Nowym szkoleniowcem rzeszowskiej drużyny będzie Alberto Giuliani, a Piotr Maciąg zdradził, że to właśnie włoskiemu trenerowi zależało na zakontraktowaniu Fabiana Drzyzgi. – Zapewniam jednak, że decydujące słowo odnośnie budowania zespołu ma trener. Jemu zależało na tym, by pozyskać Fabiana, a ja jako prezes jestem zadowolony, że skorzystaliśmy z możliwości, która pojawiła się na rynku – mówił Piotr Maciąg. Jego klub sukcesywnie odkrywa karty na kolejny sezon. – Jako klub monitorujemy na bieżąco sytuację na rynku transferowym. Jeśli będziemy mieli możliwość wzmocnienia zespołu, zrobimy to. W ciągu trzech, czterech tygodni podamy do publicznej wiadomości pełny skład drużyny – zapowiedział prezes.

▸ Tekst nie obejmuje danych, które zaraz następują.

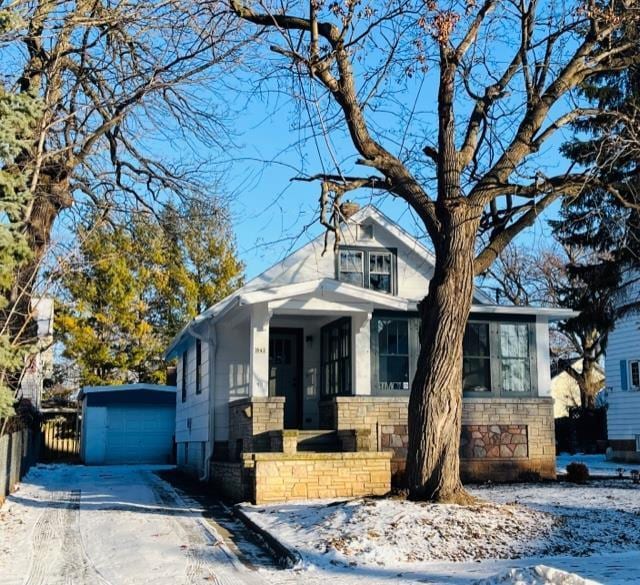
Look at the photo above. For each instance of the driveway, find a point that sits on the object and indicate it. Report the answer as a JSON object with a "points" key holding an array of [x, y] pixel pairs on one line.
{"points": [[75, 525]]}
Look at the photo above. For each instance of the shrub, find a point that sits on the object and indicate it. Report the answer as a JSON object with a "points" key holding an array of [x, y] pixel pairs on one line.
{"points": [[577, 472], [529, 476]]}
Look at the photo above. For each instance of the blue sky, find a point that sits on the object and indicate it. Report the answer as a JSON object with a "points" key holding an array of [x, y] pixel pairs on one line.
{"points": [[272, 215]]}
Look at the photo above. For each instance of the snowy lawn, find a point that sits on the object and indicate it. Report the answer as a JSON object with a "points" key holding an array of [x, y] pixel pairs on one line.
{"points": [[597, 464], [523, 521]]}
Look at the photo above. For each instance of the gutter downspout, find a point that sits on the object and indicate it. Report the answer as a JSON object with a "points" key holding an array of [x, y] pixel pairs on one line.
{"points": [[213, 352]]}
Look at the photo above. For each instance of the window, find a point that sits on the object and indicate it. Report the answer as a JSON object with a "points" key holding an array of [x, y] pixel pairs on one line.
{"points": [[635, 374], [198, 366], [369, 268], [380, 271], [393, 352], [365, 232], [498, 358], [476, 363], [184, 376], [515, 372], [352, 267], [336, 358]]}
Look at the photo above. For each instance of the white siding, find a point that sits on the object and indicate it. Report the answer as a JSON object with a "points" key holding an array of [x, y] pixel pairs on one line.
{"points": [[623, 415], [231, 373], [308, 263], [624, 344], [196, 407], [543, 365]]}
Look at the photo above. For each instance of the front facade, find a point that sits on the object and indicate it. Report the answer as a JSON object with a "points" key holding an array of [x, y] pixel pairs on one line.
{"points": [[622, 369], [39, 366], [323, 347]]}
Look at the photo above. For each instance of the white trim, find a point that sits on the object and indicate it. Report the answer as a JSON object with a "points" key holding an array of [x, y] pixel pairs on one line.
{"points": [[549, 313], [630, 383]]}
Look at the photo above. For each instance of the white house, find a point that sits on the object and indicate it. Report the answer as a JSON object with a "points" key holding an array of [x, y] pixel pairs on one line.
{"points": [[325, 343], [622, 369]]}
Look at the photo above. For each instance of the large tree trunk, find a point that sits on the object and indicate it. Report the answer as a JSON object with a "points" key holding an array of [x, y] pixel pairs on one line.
{"points": [[52, 195], [590, 383], [435, 406]]}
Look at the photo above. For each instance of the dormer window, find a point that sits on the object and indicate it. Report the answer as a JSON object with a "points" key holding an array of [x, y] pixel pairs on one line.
{"points": [[369, 268]]}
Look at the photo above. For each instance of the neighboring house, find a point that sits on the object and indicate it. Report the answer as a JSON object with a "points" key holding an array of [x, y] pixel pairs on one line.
{"points": [[40, 364], [566, 392], [318, 353], [131, 423], [622, 368]]}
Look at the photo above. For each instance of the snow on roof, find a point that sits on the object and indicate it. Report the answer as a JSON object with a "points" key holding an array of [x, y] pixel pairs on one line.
{"points": [[125, 388]]}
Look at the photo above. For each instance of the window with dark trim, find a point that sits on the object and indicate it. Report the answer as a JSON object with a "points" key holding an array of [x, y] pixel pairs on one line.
{"points": [[394, 344], [373, 268], [476, 361], [198, 366], [335, 358], [499, 358], [184, 376]]}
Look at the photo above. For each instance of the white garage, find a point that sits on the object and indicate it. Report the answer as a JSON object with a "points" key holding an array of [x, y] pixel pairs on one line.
{"points": [[127, 424]]}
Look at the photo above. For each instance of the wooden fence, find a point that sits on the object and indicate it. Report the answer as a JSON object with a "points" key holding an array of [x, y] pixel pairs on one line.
{"points": [[18, 452]]}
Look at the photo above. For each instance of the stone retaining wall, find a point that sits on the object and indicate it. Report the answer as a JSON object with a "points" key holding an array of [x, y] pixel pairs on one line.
{"points": [[525, 445], [283, 477], [18, 452]]}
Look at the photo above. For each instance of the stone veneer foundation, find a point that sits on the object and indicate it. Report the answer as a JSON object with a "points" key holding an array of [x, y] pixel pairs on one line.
{"points": [[266, 478], [522, 429]]}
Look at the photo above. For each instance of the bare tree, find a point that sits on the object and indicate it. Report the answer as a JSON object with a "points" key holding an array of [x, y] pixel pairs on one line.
{"points": [[502, 75], [122, 86]]}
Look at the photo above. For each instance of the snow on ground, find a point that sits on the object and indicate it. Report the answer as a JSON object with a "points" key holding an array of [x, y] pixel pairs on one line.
{"points": [[566, 526], [75, 525], [597, 464], [538, 575]]}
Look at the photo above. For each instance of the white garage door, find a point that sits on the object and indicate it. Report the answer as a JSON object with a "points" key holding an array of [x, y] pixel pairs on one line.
{"points": [[139, 434]]}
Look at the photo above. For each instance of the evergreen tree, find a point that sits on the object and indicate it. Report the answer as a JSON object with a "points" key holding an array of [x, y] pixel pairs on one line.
{"points": [[603, 223]]}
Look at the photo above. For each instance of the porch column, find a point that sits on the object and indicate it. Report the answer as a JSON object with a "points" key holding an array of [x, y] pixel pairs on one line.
{"points": [[361, 353], [259, 350]]}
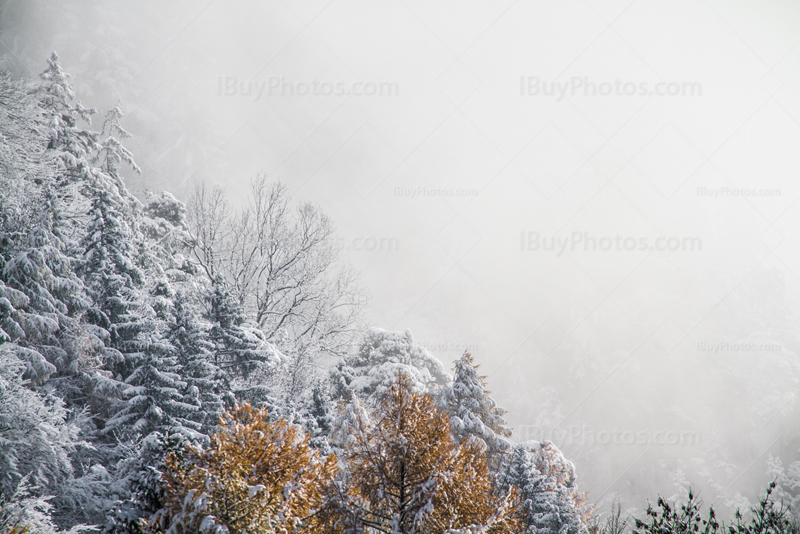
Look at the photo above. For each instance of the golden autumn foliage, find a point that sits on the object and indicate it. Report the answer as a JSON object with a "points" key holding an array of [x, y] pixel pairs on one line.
{"points": [[256, 476], [408, 475]]}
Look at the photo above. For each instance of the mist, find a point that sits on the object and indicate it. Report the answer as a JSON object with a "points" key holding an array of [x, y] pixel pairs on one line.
{"points": [[597, 200]]}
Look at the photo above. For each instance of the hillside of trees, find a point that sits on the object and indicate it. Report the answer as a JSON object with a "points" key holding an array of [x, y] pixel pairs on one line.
{"points": [[199, 367]]}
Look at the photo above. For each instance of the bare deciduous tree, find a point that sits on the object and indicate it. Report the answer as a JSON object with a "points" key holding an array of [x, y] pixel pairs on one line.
{"points": [[280, 263]]}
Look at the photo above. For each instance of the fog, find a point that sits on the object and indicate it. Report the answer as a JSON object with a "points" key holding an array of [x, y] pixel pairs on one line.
{"points": [[597, 199]]}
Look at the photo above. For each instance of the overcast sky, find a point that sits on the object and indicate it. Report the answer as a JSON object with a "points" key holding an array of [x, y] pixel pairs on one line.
{"points": [[598, 199]]}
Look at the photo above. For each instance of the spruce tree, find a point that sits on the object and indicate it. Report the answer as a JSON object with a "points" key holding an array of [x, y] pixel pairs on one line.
{"points": [[545, 480], [473, 412], [409, 476]]}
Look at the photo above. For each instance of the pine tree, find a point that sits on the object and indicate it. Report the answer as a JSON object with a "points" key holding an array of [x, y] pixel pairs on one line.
{"points": [[550, 502], [206, 382], [408, 475], [240, 348], [36, 436], [473, 412], [371, 371]]}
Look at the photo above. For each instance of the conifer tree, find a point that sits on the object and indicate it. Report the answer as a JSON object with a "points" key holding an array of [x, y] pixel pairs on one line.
{"points": [[408, 475], [473, 412], [370, 372], [545, 480]]}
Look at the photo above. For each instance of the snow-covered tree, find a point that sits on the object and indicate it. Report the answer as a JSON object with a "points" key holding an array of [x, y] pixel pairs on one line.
{"points": [[408, 475], [205, 381], [371, 371], [472, 411], [36, 436], [278, 262], [256, 476], [545, 480]]}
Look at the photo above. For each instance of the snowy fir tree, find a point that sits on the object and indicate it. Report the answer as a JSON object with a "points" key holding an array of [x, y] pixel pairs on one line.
{"points": [[408, 475], [370, 372], [545, 480], [472, 411]]}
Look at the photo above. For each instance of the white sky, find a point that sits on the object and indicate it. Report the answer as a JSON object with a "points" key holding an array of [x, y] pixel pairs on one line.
{"points": [[617, 334]]}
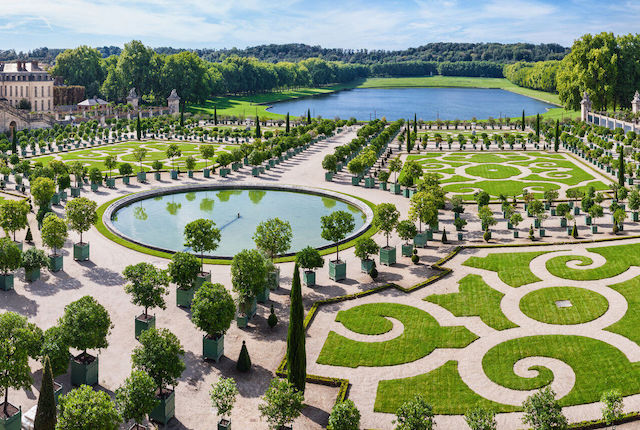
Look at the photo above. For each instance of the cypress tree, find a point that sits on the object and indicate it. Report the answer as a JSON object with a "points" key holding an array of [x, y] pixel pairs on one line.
{"points": [[244, 361], [138, 128], [621, 168], [258, 132], [46, 413], [296, 354]]}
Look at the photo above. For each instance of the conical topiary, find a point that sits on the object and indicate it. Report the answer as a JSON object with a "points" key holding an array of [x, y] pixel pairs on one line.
{"points": [[273, 319], [46, 413], [244, 361]]}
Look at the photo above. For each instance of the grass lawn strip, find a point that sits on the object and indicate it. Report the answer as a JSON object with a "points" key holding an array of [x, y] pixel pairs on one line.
{"points": [[586, 305], [442, 388], [475, 298], [422, 334], [512, 268], [619, 259], [587, 357]]}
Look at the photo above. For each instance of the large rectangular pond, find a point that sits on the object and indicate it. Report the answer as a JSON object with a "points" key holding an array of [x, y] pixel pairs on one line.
{"points": [[428, 103]]}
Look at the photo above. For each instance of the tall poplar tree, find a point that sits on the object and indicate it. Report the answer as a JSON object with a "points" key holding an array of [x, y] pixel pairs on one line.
{"points": [[296, 354]]}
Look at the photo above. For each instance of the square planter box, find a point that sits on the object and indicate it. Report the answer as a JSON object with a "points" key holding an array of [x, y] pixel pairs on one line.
{"points": [[366, 265], [142, 324], [369, 182], [32, 275], [388, 255], [166, 408], [84, 371], [337, 270], [14, 422], [273, 279], [81, 251], [6, 282], [309, 278], [212, 348], [184, 297], [201, 278], [56, 262], [420, 240], [263, 296]]}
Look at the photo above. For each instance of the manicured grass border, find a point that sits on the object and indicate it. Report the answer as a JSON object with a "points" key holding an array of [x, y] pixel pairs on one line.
{"points": [[216, 261]]}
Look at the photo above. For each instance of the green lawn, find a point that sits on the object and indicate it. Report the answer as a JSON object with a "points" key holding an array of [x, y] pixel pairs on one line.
{"points": [[475, 298], [512, 268], [619, 259], [442, 388], [597, 365], [422, 334], [586, 305]]}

Pandemia koronawirusa wpłynęła negatywnie na sytuację niektórych klubów, a także pojedynczych sponsorów. – Każdy klub w PlusLidze odczuł skutki pandemii. Musieliśmy renegocjować umowy sponsorskie z naszymi partnerami. Jestem jednak niezmiernie zadowolony z faktu, że firma Asseco Poland zadeklarowała, że będzie wspierać nasz klub w kolejnych sezonach. W dalszym ciągu prowadzimy rozmowy z pozostałymi partnerami. Mam nadzieję, że mimo ogromnych szkód, jakie w gospodarce spowodował koronawirus, nasi sponsorzy zdecydują się na kontynuowanie współpracy z klubem – podsumował Piotr Maciąg.